I round the corner, my blood sense leading me to her room. The door is slightly ajar, hanging crookedly on its hinges. I push it open with my shoulder, the movement sending a plume of smoke into the hallway. The room is worse than I expected. The fire hasn't fully consumed it yet, but the air is thick with heat and smoke, and the ceiling above groans ominously.
Kate is on the floor, slumped against the far wall. Her arms are limp, streaked with blood from jagged cuts that run lengthwise. I recognize them instantly, the pattern too deliberate to be anything but intentional. My stomach churns, a sharp ache that I don't have time to process. She's unconscious, her chest barely rising and falling with shallow breaths.
I cross the room in three strides, kneeling beside her. "Kate," I say, my voice muffled by the mask. "Kate, can you hear me?"
She doesn't respond. Her skin is pale, her lips tinged with blue. Smoke inhalation. She needs air, now.
I pull off my oxygen mask, the straps snapping free with a sharp tug. The smoke rushes into my lungs immediately, hot and acrid, but I ignore it. I press the mask to her face, adjusting it to form a seal over her nose and mouth. The oxygen flow hisses to life, and after a moment, her chest rises more steadily.
"Come on," I mutter, my fingers brushing against her wrist to check her pulse. It's weak, but it's there. I tighten the straps of the mask, making sure it stays in place. The fresh air will buy her time, but it leaves me with nothing. I cough, the smoke scratching at my throat, but I don't let go of her.

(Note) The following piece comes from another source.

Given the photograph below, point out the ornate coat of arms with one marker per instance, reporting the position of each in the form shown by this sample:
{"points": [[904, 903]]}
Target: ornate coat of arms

The fire's roar is louder now, closer. I glance back toward the hallway. The flames are licking at the edges of the doorway, their light casting frantic shadows across the walls. The stairs are already lost--I can feel it in the way the house groans, the way the floor beneath me trembles with the shifting weight.
Then I hear it.
A crack, sharp and definitive, followed by the unmistakable sound of wood splintering. The stairs collapse in on themselves, the sound echoing through the house like a death knell. My exit is gone.